Guest post by our head camera operator Matt Routledge, giving his real life experiences of filming around the world.
At Studio Rossiter, one of our many overseas assignments is working with Carillion to produce not only health and safety videos, but also interviews their key heads of department for corporate videos.
One such job led me to Oman to film several interviews at Carillion’s head offices with their various key personnel.
Fortunately my lightweight DSLR camera equipment, tripod and glidetrack allowed me to safely bring the equipment into the country, but what we didn’t plan on was how much the heat would affect certain interview set ups.
It was mid March, pretty much the peak of their hot season in Oman and I set up the camera outside the head offices to interview one of the CEOs.
The temperature bordered on 47 to 48 degrees and within less than 15 minutes the camera had overheated and shut itself down.
Fortunately, I quickly went inside the building and replaced the camera battery with a new one from a cooler bag I had brought over to keep the batteries fresh and cool.
This new battery would be effective in keeping the camera cool in an area where the camera overheats, near the sensor. But not surprisingly even holding the camera was hard as it was so hot with the conditions, apparently this particular camera, the Canon 7D, overheats at 39 degrees.

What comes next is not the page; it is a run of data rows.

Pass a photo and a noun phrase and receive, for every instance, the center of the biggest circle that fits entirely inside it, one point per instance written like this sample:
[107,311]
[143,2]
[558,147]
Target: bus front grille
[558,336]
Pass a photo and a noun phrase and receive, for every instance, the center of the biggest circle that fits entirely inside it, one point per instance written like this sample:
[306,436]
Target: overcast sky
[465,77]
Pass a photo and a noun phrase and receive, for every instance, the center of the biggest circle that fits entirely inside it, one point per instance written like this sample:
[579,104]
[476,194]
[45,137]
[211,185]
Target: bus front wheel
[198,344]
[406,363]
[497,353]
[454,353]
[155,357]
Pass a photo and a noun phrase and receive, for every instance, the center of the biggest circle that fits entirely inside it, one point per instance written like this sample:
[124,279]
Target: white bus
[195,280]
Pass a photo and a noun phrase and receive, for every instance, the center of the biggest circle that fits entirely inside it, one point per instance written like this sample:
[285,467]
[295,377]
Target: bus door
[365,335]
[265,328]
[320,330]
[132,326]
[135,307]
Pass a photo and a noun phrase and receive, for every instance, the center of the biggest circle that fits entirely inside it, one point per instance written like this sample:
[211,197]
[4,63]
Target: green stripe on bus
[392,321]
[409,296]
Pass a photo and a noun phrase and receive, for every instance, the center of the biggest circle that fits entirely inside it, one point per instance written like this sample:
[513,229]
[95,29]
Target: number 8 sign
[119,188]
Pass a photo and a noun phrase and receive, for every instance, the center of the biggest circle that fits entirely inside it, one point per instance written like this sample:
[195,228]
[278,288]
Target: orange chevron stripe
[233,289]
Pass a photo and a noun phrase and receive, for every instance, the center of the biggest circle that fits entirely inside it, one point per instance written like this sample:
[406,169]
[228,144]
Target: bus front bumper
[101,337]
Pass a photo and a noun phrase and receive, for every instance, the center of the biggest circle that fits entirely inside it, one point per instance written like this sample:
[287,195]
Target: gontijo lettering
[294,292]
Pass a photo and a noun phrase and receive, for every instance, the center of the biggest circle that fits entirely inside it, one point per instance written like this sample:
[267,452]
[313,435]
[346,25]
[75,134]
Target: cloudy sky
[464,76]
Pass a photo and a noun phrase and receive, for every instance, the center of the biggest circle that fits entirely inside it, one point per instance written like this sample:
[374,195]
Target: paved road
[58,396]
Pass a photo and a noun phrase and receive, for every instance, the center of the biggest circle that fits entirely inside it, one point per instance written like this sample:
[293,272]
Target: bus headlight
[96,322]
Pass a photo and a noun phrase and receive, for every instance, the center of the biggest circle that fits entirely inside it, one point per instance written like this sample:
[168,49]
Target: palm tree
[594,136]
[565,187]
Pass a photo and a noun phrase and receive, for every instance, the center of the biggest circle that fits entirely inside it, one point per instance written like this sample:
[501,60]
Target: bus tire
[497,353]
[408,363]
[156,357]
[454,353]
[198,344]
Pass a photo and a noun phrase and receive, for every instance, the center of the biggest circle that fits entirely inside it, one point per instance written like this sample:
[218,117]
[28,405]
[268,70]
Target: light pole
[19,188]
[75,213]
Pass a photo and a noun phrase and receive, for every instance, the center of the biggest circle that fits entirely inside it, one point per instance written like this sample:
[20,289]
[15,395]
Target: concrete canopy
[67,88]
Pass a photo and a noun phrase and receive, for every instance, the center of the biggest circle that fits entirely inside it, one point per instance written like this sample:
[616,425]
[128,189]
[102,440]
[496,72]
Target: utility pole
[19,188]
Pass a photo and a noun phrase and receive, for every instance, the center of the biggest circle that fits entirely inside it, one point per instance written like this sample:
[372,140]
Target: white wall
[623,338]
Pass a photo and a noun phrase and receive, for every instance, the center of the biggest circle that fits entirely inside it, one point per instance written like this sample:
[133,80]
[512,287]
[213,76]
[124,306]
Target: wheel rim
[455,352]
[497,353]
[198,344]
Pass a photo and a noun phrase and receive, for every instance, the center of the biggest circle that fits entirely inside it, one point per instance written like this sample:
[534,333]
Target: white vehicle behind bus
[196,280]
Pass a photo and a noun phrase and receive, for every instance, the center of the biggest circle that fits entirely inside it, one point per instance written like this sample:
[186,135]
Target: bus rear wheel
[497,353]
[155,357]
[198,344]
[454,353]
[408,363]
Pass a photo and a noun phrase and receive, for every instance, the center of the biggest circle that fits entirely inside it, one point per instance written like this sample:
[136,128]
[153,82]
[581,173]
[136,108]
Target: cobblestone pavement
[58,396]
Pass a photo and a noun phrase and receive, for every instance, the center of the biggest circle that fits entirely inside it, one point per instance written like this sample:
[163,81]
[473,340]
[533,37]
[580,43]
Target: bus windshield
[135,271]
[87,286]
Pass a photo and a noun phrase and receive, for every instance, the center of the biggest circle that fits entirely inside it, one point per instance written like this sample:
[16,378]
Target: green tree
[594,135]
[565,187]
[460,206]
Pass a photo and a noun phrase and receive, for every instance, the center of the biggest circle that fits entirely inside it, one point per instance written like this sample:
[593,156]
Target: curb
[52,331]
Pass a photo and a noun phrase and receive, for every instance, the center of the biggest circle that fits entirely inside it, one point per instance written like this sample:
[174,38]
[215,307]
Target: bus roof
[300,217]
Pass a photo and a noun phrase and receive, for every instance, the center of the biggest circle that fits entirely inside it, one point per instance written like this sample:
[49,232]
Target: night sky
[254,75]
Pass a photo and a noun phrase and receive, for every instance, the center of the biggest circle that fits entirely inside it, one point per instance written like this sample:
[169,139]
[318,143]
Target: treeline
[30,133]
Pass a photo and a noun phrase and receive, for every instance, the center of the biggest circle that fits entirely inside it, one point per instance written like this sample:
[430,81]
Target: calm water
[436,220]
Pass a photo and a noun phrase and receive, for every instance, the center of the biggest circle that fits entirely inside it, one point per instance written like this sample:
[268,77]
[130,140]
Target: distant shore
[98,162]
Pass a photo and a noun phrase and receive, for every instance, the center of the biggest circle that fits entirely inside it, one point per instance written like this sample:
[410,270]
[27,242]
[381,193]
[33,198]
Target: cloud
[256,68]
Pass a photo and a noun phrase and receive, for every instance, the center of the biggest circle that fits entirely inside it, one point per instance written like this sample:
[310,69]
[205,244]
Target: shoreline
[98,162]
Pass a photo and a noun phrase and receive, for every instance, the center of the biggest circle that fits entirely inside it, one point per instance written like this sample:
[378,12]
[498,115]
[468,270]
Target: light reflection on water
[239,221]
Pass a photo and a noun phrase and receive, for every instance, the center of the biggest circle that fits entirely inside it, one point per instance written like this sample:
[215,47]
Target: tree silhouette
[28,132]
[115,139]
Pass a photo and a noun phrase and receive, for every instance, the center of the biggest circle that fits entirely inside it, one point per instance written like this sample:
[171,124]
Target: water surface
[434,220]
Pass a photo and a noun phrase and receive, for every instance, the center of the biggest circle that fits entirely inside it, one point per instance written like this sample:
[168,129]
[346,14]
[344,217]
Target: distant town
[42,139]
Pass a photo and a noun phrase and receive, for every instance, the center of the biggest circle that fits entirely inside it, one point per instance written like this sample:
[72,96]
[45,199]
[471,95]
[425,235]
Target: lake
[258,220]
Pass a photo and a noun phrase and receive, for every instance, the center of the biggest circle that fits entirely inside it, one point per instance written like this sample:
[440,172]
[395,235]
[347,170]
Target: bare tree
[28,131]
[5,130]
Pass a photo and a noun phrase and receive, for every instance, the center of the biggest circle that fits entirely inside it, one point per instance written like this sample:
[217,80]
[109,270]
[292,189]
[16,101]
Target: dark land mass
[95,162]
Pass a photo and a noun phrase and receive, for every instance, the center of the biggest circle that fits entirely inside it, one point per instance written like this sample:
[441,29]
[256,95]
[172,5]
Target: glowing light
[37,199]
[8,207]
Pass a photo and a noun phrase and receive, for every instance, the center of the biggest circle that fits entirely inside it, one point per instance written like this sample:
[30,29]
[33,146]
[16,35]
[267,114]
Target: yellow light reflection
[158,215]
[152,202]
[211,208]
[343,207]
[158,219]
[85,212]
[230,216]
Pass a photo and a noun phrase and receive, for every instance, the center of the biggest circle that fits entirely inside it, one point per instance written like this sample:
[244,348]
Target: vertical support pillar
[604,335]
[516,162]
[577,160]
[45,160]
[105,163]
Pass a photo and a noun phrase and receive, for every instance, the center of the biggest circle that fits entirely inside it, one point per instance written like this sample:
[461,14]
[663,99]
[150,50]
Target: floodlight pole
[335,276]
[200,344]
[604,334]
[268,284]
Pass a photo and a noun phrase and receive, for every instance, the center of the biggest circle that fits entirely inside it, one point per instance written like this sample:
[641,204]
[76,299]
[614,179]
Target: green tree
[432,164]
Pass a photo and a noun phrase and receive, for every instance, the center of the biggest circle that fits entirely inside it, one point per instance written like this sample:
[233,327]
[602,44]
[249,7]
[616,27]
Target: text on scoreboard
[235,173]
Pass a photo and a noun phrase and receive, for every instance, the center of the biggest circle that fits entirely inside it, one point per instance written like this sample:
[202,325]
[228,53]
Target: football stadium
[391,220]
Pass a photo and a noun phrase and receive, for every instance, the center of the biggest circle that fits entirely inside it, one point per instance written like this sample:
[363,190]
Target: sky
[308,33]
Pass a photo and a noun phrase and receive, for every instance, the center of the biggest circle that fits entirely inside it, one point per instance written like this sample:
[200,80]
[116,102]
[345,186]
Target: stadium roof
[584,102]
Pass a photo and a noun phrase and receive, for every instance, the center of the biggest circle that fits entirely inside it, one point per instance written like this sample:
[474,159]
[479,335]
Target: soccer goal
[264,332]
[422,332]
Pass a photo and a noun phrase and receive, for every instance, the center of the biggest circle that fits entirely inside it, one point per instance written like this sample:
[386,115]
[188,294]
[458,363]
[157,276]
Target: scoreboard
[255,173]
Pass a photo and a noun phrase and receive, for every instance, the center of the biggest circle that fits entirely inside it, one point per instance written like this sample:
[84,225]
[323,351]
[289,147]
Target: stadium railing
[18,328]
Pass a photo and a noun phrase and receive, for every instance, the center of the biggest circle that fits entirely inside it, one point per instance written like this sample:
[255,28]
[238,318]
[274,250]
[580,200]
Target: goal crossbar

As this particular CEO's time was limited and to make sure we were up and running in minutes, I had no choice but to hold the camera up to an air con near the ceiling in one of the offices to cool it down quicker, and it did just that.
Less than 10 minutes later we were back in business and managed to capture the interview with a lovely scenic backdrop in beautiful sunny weather. Problem solved.
Happily I solved the problem in a professional manner with a minimum degree of fuss and successfully delivered the interview in a way that looked more professional for the client too, even if we had to go that extra mile.